Removing u in list

Brian Li picture Brian Li · Mar 19, 2012 · Viewed 165.5k times · Source

I have read up on remove the character 'u' in a list but I am using google app engine and it does not seem to work!

def get(self):
    players = db.GqlQuery("SELECT * FROM Player")
    print players
    playerInfo  = {}

    test = []

    for player in players:
        email =  player.email
        gem =  str(player.gem)
        a = "{email:"+email + ",gem:" +gem +"}"

        test.append(a)


    ast.literal_eval(json.dumps(test))
    print test

Final output:

[u'{email:[email protected],gem:0}', u'{email:test,gem:0}', u'{email:test,gem:0}', u'{email:test,gem:0}', u'{email:test,gem:0}', u'{email:test1,gem:0}']

Answer

unwind picture unwind · Mar 19, 2012

That 'u' is part of the external representation of the string, meaning it's a Unicode string as opposed to a byte string.
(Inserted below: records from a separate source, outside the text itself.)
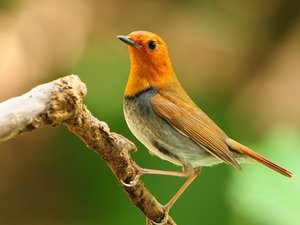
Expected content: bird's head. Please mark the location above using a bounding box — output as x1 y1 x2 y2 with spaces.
118 31 175 96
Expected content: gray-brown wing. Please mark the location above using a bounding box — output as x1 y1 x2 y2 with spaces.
151 94 240 168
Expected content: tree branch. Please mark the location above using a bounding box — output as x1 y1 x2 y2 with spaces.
0 75 176 225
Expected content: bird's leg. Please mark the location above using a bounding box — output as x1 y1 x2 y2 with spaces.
121 162 200 225
148 165 201 225
164 166 201 212
121 161 189 187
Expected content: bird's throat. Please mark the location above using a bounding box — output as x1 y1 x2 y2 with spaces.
124 71 151 97
124 54 175 97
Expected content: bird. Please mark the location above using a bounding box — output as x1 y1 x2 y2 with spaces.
117 31 293 224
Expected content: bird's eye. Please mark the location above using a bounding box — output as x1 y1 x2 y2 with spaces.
148 40 157 50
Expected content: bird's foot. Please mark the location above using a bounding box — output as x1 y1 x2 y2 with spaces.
121 161 143 187
121 162 192 187
146 204 170 225
121 174 141 187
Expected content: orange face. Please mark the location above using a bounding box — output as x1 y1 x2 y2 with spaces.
119 31 175 96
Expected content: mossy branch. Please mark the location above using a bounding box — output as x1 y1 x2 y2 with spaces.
0 75 175 225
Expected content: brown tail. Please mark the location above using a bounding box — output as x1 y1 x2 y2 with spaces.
225 138 293 178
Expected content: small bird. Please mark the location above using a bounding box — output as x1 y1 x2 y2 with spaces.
118 31 293 224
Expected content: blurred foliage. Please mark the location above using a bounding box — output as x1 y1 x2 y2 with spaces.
0 0 299 225
228 126 300 225
0 0 11 9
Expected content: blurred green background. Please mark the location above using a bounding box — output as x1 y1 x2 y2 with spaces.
0 0 299 225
It's not in the string, it's part of the type.

As an example, you can create a new Unicode string literal by using the same synax. For instance:

>>> sandwich = u"smörgås"
>>> sandwich
u'sm\xf6rg\xe5s'

This creates a new Unicode string whose value is the Swedish word for sandwich. You can see that the non-English characters are represented by their Unicode code points, ö is \xf6 and å is \xe5. The 'u' prefix appears just like in your example to signify that this string holds Unicode text.
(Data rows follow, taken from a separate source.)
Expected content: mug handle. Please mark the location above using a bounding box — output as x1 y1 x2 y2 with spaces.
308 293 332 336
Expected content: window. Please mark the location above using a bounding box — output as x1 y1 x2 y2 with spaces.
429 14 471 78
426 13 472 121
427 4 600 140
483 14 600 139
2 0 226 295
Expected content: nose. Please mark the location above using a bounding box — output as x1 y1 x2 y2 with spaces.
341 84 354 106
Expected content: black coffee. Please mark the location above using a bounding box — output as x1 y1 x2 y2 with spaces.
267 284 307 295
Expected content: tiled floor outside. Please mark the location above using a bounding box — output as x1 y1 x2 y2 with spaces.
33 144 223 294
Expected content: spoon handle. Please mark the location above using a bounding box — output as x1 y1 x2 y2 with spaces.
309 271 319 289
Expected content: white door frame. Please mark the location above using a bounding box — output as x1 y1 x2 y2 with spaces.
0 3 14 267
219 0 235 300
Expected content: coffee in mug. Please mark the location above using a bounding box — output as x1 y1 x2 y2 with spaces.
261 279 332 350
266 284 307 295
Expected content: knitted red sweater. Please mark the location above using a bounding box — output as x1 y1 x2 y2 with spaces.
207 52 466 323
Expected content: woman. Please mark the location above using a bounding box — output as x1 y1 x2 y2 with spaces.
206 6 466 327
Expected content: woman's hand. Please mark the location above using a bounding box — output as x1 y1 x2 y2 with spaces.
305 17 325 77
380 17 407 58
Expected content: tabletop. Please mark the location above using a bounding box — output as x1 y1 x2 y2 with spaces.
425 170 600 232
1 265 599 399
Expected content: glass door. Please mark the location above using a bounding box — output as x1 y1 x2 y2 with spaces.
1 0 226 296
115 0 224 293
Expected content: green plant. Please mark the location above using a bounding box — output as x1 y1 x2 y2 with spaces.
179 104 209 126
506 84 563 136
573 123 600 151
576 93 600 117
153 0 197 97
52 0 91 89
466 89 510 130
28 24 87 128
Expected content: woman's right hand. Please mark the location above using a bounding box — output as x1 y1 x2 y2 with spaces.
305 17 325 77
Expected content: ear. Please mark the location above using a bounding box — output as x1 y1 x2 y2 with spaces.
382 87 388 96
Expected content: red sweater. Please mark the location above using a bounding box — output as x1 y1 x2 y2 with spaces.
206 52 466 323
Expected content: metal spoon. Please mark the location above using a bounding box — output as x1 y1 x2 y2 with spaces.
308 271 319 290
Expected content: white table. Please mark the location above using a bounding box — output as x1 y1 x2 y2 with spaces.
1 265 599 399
To get rid of those, you need to encode the Unicode string into some byte-oriented representation, such as UTF-8. You can do that with e.g.:

>>> sandwich.encode("utf-8")
'sm\xc3\xb6rg\xc3\xa5s'

Here, we get a new string without the prefix 'u', since this is a byte string. It contains the bytes representing the characters of the Unicode string, with the Swedish characters resulting in multiple bytes due to the wonders of the UTF-8 encoding.